The key to increasing soil fertility is to increase the amount of organic material near the surface. Providing that air and water are available, this organic material serves as a food source for the soil organisms, nutrients are released into the soil, soil texture improves, and plants can grow. Over the years, prior to availability of chemical fertilisers, commercial farmers relied increasingly on animal manure to supply this organic matter. Manure from cows, horses, sheep, chickens, etc., is pre-digested plant material, and when spread on the ground, is broken down very quickly by soil organisms, providing a rush of nutrients in the soil, and a strong boost to plant growth. However, it does little to improve long-term soil fertility.

Subsistence gardening, on the other hand, traditionally relies on vegetable compost, mulch, wood ash, straw, etc. Ultimately, vegetable composts provide all the same nutrients as animal manure, but in a slow-release form. The process of digestion takes place in the compost heap, or in the topsoil, and is effected by a myriad of microscopic creatures. These, in turn, support a whole ecosystem of worms, insects, frogs, toads, mammals, and birds, and it is this rich level of biodiversity that ensures that the garden can adapt to day to day changes in conditions, and automatically control the populations of potentially harmful pathogens. This is a process that seems to have the potential to be continued indefinitely. More and more organic matter can be added, which stimulates more microbial activity, more nutrients enter the soil, helping plant growth and funge, but some of the organic material is carried further down, making the topsoil richer and deeper, creating a habitat for more small creatures, and so on and so forth. In modern parlance, the garden becomes a carbon sink; even though organic material is constantly being broken down, and crops are being taken from the garden, the overall amount of organic material in the soil steadily increases, leading to a constant improvement in soil fertility.

Initially, this organic material can come from parts of the garden that are not cultivated. Particularly if one is an inexperienced gardener, it makes sense to start off by cultivating only a small area, and to dedicate as much time as possible to hand-weeding, and getting to know your plants, and how they are adapting to local conditions. The rest of the garden can be left to grow on its own, and cut once or twice a year, with a scythe or a sickle. The cut material can be used as a mulch, or stacked up in a compost heap. If the soil is poor, and exhausted, the growth will be sparse, and the compost will be slow to break down, due to the lack of a healthy microbial culture. But if you persist, growth will gradually improve – grass roots will slowly work their way down into compacted earth, ants will colonise the soil, worms will slowly return, etc. – and the process of decomposition will speed up. The fertility in the cultivated area will increase faster and more dramatically, as more and more mulch is applied, and it will itself start to generate large amounts of material for the compost heap, making it possible to expand the cultivated area, and increase crop production.

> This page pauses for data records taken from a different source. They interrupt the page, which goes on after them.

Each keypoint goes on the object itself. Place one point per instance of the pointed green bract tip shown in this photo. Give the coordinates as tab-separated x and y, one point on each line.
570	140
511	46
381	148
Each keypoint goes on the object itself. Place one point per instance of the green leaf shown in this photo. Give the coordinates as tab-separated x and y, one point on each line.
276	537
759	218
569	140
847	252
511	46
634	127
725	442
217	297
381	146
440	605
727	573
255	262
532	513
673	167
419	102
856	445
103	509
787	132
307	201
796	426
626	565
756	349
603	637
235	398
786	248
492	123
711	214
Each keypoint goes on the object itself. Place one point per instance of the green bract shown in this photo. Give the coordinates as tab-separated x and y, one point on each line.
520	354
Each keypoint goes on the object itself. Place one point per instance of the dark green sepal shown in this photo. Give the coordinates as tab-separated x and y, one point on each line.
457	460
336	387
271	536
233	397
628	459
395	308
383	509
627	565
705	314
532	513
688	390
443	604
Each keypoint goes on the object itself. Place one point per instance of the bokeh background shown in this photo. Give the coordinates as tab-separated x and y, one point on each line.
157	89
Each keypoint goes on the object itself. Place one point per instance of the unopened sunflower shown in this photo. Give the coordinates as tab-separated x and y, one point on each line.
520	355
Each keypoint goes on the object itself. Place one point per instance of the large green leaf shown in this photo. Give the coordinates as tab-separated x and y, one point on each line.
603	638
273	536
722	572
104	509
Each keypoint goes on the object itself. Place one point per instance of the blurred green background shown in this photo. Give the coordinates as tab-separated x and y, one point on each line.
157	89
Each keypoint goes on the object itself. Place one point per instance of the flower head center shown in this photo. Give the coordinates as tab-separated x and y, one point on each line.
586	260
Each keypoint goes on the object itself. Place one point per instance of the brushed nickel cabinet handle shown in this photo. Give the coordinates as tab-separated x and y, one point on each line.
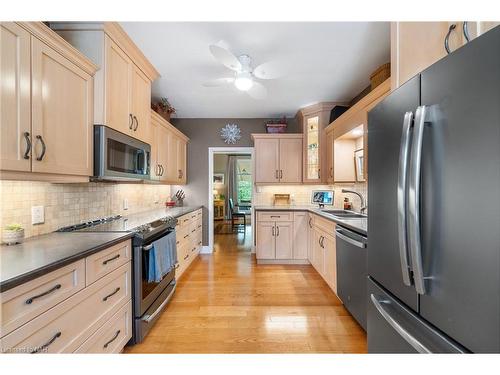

People who have only worked in the human-created money economy, find it hard to understand that in the subsistence-garden economy, you really do get something for nothing, and it feels like you are getting something from nothing. The fact that a plant can capture sunlight, combine it with air, water and minerals to create food and fuel, and still have enough left over to create new seeds, and also add extra fertility to the soil, is hard to grasp. The additional fact that the only extra ingredient needed is the work that you do yourself, and that the garden will provide you with the nourishment that you need to do that work, is nothing short of miraculous.